Washington, DC | Interview With Cool Kids Vinyl Record Shop Owner “…D.C. needs a space like Cool Kids Vinyl to give all guests the opportunity to not only take in the history of vinyl records, but to experience the pop-culture side of it. Cool Kids Vinyl has a focus on Hip-Hop and we are trying to preserve its essence in the city by allowing people to come in, chat, ask questions and learn from one another in their community. We have that time capsule almost that puts you in that 70s, 80s, 90s realm, where the music can just be appreciated a bit more. In a generation of online streaming, vinyl gives listeners a piece of memorabilia that online streaming doesn’t offer. The listening experience is unmatched, it transforms you back in time and provides more of a listening experience than online streaming. Because vinyl is more tangible than streaming music, we are giving the current generation the opportunity to physically feel the music and connect with it on a more intimate level.”

Billie Joe Armstrong & Norah Jones’ ‘Foreverly’ album to be reissued on vinyl: Green Day frontman Billie Joe Armstrong and Norah Jones’ collaborative album Foreverly is being reissued on vinyl. The record will be released January 15 as part of Rhino’s “Start Your Ear Off Right” campaign. It’ll be available on orange vinyl and will be limited to 3,000 copies. Foreverly was originally released in 2013. It consists of Armstrong and Jones performing renditions together of traditional songs from the 1958 Everly Brothers album Songs Our Daddy Taught Us. Meanwhile, Armstrong recently released a new compilation called No Fun Mondays, which collects the covers he released in 2020 during the pandemic.

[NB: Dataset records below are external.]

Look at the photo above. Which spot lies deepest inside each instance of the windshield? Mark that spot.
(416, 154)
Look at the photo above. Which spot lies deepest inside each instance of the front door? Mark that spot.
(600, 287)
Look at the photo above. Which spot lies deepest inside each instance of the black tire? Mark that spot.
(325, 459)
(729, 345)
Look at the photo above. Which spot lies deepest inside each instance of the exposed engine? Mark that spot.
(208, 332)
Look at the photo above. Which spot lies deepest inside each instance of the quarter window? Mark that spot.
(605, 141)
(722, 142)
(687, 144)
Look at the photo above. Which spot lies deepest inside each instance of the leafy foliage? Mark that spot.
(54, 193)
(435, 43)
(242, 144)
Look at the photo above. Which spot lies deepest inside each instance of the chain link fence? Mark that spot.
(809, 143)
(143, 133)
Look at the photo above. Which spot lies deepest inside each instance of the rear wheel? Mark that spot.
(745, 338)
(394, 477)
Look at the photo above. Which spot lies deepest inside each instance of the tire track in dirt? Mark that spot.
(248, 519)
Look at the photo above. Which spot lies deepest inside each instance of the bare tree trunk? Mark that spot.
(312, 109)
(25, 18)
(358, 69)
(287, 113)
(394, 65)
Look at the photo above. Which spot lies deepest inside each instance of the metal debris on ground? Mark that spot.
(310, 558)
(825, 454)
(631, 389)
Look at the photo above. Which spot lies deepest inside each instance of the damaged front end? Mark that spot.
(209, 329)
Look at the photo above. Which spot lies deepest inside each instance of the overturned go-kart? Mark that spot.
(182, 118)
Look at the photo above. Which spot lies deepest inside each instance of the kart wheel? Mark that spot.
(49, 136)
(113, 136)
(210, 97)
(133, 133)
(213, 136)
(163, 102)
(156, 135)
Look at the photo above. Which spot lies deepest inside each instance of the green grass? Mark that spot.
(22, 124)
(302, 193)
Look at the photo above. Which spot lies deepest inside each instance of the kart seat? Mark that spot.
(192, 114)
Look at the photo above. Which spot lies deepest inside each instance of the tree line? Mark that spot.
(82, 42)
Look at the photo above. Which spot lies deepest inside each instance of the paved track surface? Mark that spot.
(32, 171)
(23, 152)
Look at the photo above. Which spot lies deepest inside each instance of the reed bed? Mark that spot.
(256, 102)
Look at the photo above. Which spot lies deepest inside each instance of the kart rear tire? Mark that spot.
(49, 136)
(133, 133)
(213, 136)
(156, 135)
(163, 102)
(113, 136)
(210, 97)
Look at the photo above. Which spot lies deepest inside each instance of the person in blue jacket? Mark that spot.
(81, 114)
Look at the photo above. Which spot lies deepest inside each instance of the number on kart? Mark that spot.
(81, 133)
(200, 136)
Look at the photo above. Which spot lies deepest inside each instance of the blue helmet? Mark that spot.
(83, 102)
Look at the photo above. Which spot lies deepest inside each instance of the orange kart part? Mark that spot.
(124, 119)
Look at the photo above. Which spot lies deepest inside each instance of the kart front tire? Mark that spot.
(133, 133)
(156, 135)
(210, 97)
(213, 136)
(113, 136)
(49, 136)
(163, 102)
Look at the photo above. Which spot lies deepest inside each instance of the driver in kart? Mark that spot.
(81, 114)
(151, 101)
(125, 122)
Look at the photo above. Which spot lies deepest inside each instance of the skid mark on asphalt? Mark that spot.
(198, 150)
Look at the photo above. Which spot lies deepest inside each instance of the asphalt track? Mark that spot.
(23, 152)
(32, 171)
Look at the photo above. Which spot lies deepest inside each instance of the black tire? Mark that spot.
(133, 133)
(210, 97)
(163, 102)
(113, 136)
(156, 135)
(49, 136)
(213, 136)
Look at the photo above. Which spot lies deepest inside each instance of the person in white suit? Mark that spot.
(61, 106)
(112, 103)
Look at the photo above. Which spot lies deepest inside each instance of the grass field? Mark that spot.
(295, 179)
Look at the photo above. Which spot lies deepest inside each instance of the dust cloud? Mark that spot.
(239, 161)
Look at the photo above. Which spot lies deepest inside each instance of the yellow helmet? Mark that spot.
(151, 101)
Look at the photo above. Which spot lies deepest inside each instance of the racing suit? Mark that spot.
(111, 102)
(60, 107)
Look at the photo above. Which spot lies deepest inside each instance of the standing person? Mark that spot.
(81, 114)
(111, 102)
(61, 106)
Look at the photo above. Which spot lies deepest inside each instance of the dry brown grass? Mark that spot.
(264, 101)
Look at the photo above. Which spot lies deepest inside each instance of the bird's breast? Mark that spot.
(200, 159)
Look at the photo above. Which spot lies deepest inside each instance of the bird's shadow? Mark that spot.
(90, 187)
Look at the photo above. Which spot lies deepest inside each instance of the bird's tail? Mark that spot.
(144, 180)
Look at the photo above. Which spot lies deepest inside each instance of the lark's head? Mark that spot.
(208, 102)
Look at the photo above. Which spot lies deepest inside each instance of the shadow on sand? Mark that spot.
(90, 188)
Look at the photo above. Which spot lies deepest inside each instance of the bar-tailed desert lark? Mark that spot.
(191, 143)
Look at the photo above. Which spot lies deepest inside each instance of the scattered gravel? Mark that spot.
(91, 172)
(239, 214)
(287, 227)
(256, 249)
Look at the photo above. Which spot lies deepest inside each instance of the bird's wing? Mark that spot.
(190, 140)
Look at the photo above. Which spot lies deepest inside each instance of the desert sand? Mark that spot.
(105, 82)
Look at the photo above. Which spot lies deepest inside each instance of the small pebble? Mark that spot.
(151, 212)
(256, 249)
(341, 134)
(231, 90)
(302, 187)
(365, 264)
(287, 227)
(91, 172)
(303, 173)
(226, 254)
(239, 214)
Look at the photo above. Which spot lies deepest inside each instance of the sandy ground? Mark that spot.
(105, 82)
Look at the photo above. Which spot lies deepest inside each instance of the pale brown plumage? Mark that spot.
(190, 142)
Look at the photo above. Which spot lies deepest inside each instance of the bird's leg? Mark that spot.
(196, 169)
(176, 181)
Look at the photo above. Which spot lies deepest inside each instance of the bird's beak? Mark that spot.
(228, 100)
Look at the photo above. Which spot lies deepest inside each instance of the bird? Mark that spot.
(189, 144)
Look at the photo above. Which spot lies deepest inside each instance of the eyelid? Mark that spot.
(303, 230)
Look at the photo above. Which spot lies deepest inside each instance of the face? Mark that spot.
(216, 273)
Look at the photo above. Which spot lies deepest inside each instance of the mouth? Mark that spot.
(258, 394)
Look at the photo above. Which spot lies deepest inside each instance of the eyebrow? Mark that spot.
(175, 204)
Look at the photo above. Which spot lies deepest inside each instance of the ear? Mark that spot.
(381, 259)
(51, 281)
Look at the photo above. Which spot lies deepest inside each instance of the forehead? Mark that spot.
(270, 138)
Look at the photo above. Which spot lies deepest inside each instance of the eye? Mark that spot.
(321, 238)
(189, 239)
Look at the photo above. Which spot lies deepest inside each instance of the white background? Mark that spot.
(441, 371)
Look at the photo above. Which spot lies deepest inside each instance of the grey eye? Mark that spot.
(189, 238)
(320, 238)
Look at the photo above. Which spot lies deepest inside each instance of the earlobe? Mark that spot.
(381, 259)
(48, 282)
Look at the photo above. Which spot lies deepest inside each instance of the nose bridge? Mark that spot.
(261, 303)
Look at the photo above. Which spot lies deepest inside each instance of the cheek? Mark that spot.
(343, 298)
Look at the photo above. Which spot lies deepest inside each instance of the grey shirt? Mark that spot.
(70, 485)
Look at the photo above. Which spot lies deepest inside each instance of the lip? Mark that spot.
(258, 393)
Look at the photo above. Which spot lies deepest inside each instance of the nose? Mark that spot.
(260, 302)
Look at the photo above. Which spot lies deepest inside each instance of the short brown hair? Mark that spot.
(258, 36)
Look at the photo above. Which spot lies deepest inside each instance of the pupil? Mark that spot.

Vinyl reissues scheduled for Chet Baker’s iconic Riverside catalog: Chet Baker’s iconic Riverside catalog will get vinyl reissues for four titles this March via Craft Recordings. Craft Recordings is pleased to reissue four classic, remastered titles from legendary jazz artist Chet Baker. Set for release on March 5th and available for pre-order now, the albums comprise Baker’s entire output as a leader for the renowned jazz label Riverside—all recorded and released between 1958 and 1959: (Chet Baker Sings) It Could Happen to You, Chet Baker in New York, Chet and Chet Baker Plays the Best of Lerner and Loewe. The recordings, which feature such icons as Bill Evans, Johnny Griffin and Kenny Burrell, have all been cut from their original analog master tapes by Kevin Gray at Cohearent Audio and pressed on 180-gram vinyl at RTI. Each title will also be available on March 5th across digital platforms in hi-res 192/24 and 96/24 formats. A special bundle offer including a Riverside T-shirt is available exclusively at the Craft Recordings store.